提到“天霞山”裴青裴鳴神色一滯,齊刷刷的白了臉。


    裴青肅然起敬,鄭重其事道:“末將定不辱命!”


    畢竟天霞山是他這輩子都不想再回去的地方!


    那裏是司家軍暗衛的秘密曆練場。


    更是所有司家軍暗衛噩夢開始的地方。


    天霞山位於北虞極北地區,隱匿在群山峻嶺之中,無人知道它的具體位置。


    它終年籠罩在氤氳的毒障之下,從來沒人見識過它的真麵貌。


    每年都會有專門訓練暗衛的人帶新人進去。


    同時也有會極少數的人從那裏出來,進入到司家軍的暗衛營中。


    即便是從通過天霞山曆練出去的暗衛,也沒人知道這座神秘的山峰到底有多高多險!
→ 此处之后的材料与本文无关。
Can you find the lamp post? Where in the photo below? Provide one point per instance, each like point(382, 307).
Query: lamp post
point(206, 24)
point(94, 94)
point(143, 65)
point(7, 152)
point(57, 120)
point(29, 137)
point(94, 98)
    他們山中幾乎天天都在喪命的邊緣曆練,讓他們練就一身保命護主的本事。


    暗衛營的人都是司家軍在戰場上救下的孤兒。


    有人願意過安穩日子,司家軍便會送他們去祥和的山村平靜度日。


    若有心報恩,便可自選到天霞山曆練或直接參軍。


    裴青裴鳴兩兄弟家境貧寒。


    父母早年在戰亂中橫死,隻有兄弟倆相依為命。


    戰亂之年,又地處邊境,他們隻有參軍才能獲得一線生機。


    剛剛十一二歲的年紀,因常年吃不飽飯,骨瘦如柴。


    即便參了軍,在營中過得也讓並不如意,但總算不用為吃穿住發愁。


    第一次上戰場,便是大敗。


    逃亡時,兩兄弟被大軍遺棄,成為了敵軍的俘虜。


    他們過了兩年低賤的奴隸生活,但從未放棄逃跑。


    隻是每次逃跑都以失敗告終,從而換來更嚴厲的懲罰。


    某天夜裏,不知是哪方軍隊襲擊了他們所在的敵軍陣營。


    刀光劍影,火燒連營,拚殺聲四起,兩兄弟在奴隸圈中抱成一團,瑟瑟發抖。


    勝利的號角響起,奴隸圈也被解放了。


    他們才知道是自己的國家北虞大軍解救了他們。


    就在那個與他們年齡相仿的少年將軍,身披黑甲,手持長劍的劈開他們身上的奴隸枷鎖時。


    裴青裴鳴便發誓永遠效忠於他!


    也就是在那之後,他們二人選擇了將來能貼身護衛少年將軍的一條路。


    毅然決然的去了天霞山曆練。


    不論那裏的曆練有多殘酷,他們都一一挺了過來。


    僅用了兩年時間便通過了天霞山的曆練。


    分配至暗衛營後,兩人很快又脫穎而出,一路走到了少年將軍副將的位置。


    也許少年將軍早就忘了曾經救過這麽兩個毫無相幹的人。


    但他們永遠都不會忘!


    ……


    一句“天霞山”,讓裴青想起了過往。


    兜兜轉轉,他跟裴鳴都已經在將軍身邊待了這麽多年!


    回過神時,牢中隻剩下他自己。


    瞄了一眼三具黑炭般的焦屍。


    裴青嫌棄的離開,著手調查女焦屍。


    ……


    荒鬼山的山坳中,有一個荒棄了很久的小村落。


    不知從何年開始,荒鬼山有了鬧鬼怪的傳聞。


    這裏唯一的村落漸漸搬空,荒棄至今。


    如今正是這麽一座荒棄的小村落裏,明裏暗裏進駐了幾十號人。


    村落中間,一座有明顯翻新痕跡的大屋裏傳來爭吵聲。


    “你不能繼續留在京都,太危險了!”


    身著國師黑袍的男人,情緒激動的大喊。


    “我不會走的,我要讓墨嵐身敗名裂,死無葬身之地!”


    同樣身著黑袍的墨熒麵目猙獰的發狠。


    “你不是都已經移花接木的替我找了替死鬼,還怕什麽,這個世上已經沒有墨熒了!”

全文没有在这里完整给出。